The repository must have a written plan with some approval process for what happens in specific types of disaster (fire, flood, system compromise, etc.) and for who has responsibility for actions. The level of detail in a disaster plan, and the specific risks addressed need to be appropriate to the repository’s location and service expectations. Fire is an almost universal concern, but earthquakes may not require specific planning at all locations. The disaster plan must, however, deal with unspecified situations that would have specific consequences, such as lack of access to a building.

Evidence: ISO 17799 certification; disaster and recovery plans; information about and proof of at least one off-site copy of preserved information; service continuity plan; documentation linking roles with activities; local geological, geographical, or meteorological data or threat assessments.

Building and documenting systems and procedures for coping with a disaster has a scope well beyond just IT. But there are two key areas worth discussing that fall within the purview of IT.

One area is ensuring that ICPSR is able to deliver its content to its clients, members, and the public at all time. This is an area where we've made significant investments over the past twelve months, and where we also now have a good story to tell.

The main ICPSR delivery mechanism is its web site. The technological resources that power the primary instance of the web site reside at ICPSR itself on the campus of the University of Michigan. This consists of three mains systems: a reasonably powerful server running web applications; another powerful server running an Oracle database; and our storage appliance.

Our equipment resides in an eclectic machine room. On the plus side it has items one would expect to find like equipment cabinets, local air handlers providing chilled air, and UPS to protect us from power fluctuations. On the negative side there is no raised floor or cable trays, which makes for a messy machine room, and our connection to Ann Arbor's (not U-M's) electrical grid is somewhat precarious. An off-site network operations center monitors our gear 24 x 7 and notifies us via SMS, pager, and telephone if anything looks broken.
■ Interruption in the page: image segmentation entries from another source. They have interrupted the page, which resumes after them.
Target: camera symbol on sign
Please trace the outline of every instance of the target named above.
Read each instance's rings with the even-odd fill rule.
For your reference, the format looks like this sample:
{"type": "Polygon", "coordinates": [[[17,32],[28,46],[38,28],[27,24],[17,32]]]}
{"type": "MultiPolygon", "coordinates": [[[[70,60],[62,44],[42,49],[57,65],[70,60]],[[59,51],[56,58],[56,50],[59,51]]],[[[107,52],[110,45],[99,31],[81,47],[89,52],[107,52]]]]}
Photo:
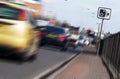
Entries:
{"type": "MultiPolygon", "coordinates": [[[[108,15],[109,15],[109,14],[108,14],[108,15]]],[[[100,9],[99,16],[100,16],[100,17],[106,17],[106,10],[100,9]]]]}

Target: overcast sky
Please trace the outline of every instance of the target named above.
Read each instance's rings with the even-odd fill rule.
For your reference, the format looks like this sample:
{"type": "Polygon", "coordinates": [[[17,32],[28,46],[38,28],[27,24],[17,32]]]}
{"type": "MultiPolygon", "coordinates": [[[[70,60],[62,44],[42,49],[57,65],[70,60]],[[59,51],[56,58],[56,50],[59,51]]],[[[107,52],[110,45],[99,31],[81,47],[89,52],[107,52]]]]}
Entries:
{"type": "Polygon", "coordinates": [[[60,21],[69,22],[81,28],[97,29],[101,19],[97,18],[98,7],[112,9],[111,19],[104,21],[103,31],[120,31],[119,0],[42,0],[44,10],[60,21]]]}

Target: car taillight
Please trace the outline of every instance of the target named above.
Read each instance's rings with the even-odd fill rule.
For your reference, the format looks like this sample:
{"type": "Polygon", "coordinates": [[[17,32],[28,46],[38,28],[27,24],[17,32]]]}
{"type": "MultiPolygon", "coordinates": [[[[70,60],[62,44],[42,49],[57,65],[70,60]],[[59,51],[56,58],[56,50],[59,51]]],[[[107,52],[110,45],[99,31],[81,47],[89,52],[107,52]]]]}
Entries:
{"type": "Polygon", "coordinates": [[[38,34],[39,34],[40,36],[44,36],[44,35],[46,35],[46,32],[38,32],[38,34]]]}
{"type": "Polygon", "coordinates": [[[25,10],[20,10],[20,12],[19,12],[19,20],[27,20],[27,11],[25,11],[25,10]]]}
{"type": "Polygon", "coordinates": [[[61,41],[65,40],[66,39],[66,36],[65,35],[60,35],[60,36],[57,36],[57,38],[61,41]]]}

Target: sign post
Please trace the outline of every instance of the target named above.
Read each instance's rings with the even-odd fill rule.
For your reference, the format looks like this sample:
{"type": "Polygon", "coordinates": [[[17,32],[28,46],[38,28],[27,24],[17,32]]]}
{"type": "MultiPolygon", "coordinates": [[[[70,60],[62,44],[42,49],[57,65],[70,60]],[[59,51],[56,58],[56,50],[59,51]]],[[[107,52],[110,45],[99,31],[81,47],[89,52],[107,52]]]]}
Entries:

We maintain a replica of our web environment in Amazon's cloud, and we use a simple mechanism to trigger a failover to the replica: The oncall technician changes the DNS record for to point to the replica instead of the primary. The time-to-live on the record is low (five minutes), and so once the process has been followed, failover is quick. (And the change is made on a "stealth" DNS server that also lives in Amazon's cloud.)
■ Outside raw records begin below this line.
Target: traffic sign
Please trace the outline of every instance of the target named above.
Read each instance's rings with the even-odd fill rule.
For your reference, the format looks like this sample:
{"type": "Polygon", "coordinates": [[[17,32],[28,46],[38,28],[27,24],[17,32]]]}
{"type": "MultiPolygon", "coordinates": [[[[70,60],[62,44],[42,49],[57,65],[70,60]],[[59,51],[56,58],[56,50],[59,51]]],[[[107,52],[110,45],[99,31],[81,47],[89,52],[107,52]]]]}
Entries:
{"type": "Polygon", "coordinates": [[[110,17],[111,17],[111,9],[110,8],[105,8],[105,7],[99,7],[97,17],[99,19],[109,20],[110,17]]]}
And, finally, we synchronize the replica several times throughout the workday so that software and content is always fresh.

This setup doesn't create a web environment which promises "five nines" type of uptime (i.e., 99.999% availability), but it does give us the capability to avoid any long multi-day outage like we saw late in 2008, and it also gives us the capability to deliver content indefinitely from the replica should ICPSR stuffer a disaster.

The second main area where IT plays a key role is with archival storage. This is less about 24 x 7 availability, and more about ensuring that our archival holdings are available for long-term access in a robust storage fabric.

A post from November 2009 is still an accurate depiction of how we replicate our archival holdings so that we can be guaranteed to have a copy even if something catastrophic happens to our main location in Ann Arbor. I'm also interested in deploying copies outside the United States. We've had some very useful conversations with colleagues at the ANU Supercomputer Facility in Australia, and perhaps some sort of reciprocal storage arrangement might be worked out.

Thursday, March 4, 2010

ICPSR Web outage - 1:01 am to 1:11am EST on March 4, 2010

The ICPSR web server was unavailable between 1:01am and 1:11am on Thursday, March 4, 2010.

The root cause of the problem is still under investigation.

When the on-call systems administrator received the page, he restarted the copy of tomcat that hosts our primary web delivery application (icpsrweb). This single restart not only brought the main web site back on-line, it also brought other web applications (Summer Program portal, study search, and others) back on-line as well.

Our apologies for the inconvenience this may have caused our web site visitors.